JSON-to-Python value mapping¶
Parsing uses jiter (the parser pydantic-core uses) with the standard JSON model,
so a document maps to Python values exactly as the standard library's json
module produces them:
| JSON | Python | Matches schema |
|---|---|---|
null |
None |
None |
true / false |
bool |
bool (and int, since bool is a subtype) |
number, no fraction or exponent (42) |
int |
int, not float |
number with fraction or exponent (4.2, 1e3) |
float |
float, not int |
| string | str |
str |
| array | list |
list[...], fixed lists, tuples |
| object | dict |
records and mappings |
Two consequences follow from valgebra's value-set semantics:
from valgebra import Validator
# JSON 42 is an int, and float is disjoint from int, so it is not a float
assert not Validator(float).is_valid_json("42")
assert Validator(float).is_valid_json("42.0")
# JSON true is a bool, and bool is a subtype of int
assert Validator(int).is_valid_json("true")
Infinity and NaN are not valid JSON and are rejected as malformed; whole
numbers too large for a machine integer still parse to a Python int.
Malformed JSON¶
Unparseable input never reaches the validation walk. validate_json reports it
through the same structured error model as any other failure — a single errors
item coded json_invalid carrying the parser's diagnostic — and is_valid_json
treats it as a non-member:
from valgebra import ValidationError, Validator
v = Validator(int)
assert not v.is_valid_json("{ not json")
try:
v.validate_json("{ not json")
except ValidationError as err:
assert err.code == "json_invalid"
A non-str, non-bytes argument is a TypeError, not a validation failure.
Performance¶
is_valid_json parses with jiter and validates the parsed JSON value in
place: no intermediate Python objects are built for the structure it walks, so
membership of a large array or a deep document is decided in Rust. A comparison
against a Python object — a literal, a refinement predicate, or an instance or
attribute check — is the documented step back into Python (detailed below). The
same walk runs over either input source — a Python object or a JSON value — so
the two paths stay equivalent. On the benchmark machine (AMD Ryzen 7 PRO 7840U,
WSL2, CPython 3.14.6, jiter 0.16, the PGO release wheel — the same profile the
release ships), per-call median on a passing document:
| Shape | is_valid_json |
json.loads + is_valid |
speedup |
|---|---|---|---|
| Record, 50 int fields | 3.7 us | 6.5 us | ~1.8x |
| List of 200 small records | 27.3 us | 40.6 us | ~1.5x |
list[int], 10,000 elements |
105 us | 501 us | ~4.8x |
Avoiding materialization helps most where the document is large or scalar-heavy: the 10,000-element array is nearly five times faster than parse-then-validate and well over twice as fast as a strict pydantic adapter on the same input.

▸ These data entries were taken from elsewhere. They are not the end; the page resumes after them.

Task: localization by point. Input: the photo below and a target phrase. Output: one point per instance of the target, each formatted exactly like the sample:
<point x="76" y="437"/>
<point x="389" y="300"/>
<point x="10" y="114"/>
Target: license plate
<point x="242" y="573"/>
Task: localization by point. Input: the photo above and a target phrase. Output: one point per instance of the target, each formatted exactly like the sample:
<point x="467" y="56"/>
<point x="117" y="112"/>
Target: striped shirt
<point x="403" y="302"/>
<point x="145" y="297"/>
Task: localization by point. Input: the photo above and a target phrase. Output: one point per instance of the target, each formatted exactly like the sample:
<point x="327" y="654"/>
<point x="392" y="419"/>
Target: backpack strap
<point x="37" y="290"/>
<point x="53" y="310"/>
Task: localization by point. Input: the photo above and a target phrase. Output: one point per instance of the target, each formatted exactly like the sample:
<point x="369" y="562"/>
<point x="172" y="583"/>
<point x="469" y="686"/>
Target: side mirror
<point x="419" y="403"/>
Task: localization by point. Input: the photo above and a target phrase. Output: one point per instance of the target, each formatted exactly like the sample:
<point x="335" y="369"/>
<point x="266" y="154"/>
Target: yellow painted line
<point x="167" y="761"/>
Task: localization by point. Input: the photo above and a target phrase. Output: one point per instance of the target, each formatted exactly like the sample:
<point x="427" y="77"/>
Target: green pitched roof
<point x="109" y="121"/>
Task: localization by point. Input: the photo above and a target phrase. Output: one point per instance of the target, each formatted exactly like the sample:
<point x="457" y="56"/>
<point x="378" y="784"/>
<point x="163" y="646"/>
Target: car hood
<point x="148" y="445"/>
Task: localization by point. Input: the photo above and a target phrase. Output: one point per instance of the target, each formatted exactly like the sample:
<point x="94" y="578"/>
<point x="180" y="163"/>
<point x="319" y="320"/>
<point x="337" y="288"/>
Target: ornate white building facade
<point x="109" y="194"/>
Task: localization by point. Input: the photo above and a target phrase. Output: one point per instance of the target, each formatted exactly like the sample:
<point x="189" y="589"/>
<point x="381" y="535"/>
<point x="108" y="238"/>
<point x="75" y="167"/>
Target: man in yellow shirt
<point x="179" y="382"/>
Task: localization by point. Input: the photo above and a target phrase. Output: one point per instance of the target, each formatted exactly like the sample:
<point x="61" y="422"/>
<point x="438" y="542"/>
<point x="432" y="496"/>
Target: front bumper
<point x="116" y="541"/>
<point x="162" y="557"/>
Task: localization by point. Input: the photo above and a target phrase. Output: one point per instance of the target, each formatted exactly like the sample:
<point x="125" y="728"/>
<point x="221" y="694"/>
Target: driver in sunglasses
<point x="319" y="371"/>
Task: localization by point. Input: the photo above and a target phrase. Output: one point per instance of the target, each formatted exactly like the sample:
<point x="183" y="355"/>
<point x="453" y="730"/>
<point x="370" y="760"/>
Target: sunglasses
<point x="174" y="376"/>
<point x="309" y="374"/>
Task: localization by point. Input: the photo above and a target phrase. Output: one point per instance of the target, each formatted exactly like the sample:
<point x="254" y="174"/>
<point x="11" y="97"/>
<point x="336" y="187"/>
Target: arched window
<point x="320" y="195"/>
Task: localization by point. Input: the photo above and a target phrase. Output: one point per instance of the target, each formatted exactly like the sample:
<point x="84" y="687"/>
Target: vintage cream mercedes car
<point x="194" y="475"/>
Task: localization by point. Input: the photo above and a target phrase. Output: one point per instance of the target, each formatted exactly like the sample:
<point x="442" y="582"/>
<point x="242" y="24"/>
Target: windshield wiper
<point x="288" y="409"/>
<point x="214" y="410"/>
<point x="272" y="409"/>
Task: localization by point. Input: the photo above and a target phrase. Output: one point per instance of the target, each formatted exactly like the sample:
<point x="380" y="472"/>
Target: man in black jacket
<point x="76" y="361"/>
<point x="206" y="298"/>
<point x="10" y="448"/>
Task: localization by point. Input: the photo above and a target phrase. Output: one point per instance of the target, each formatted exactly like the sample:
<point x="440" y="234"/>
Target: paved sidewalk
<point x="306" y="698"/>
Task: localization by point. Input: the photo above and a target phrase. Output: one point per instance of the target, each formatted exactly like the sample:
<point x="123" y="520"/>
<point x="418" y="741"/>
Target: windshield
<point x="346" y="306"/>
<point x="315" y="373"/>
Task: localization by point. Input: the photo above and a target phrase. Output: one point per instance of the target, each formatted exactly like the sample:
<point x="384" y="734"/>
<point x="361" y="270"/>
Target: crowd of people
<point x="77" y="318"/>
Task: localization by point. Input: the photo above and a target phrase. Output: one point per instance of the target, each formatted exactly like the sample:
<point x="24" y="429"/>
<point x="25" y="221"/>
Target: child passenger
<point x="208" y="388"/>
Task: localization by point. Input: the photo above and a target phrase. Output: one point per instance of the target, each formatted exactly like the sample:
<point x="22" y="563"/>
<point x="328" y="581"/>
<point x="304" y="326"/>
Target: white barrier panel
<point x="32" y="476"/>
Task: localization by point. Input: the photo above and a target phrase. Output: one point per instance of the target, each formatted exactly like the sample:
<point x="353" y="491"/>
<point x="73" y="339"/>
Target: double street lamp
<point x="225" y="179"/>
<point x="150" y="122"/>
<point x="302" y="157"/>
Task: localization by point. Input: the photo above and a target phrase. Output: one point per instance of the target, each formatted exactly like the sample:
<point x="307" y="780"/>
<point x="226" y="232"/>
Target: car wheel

Nodes that compare against a Python object — literals, refinements, instance and
object checks, and predicates — materialize just the value at that node, since
the comparison runs in Python. The validate_json explain path still
materializes the whole document (it reports Python-level value summaries in its
errors); only the is_valid_json fast path is fully in place.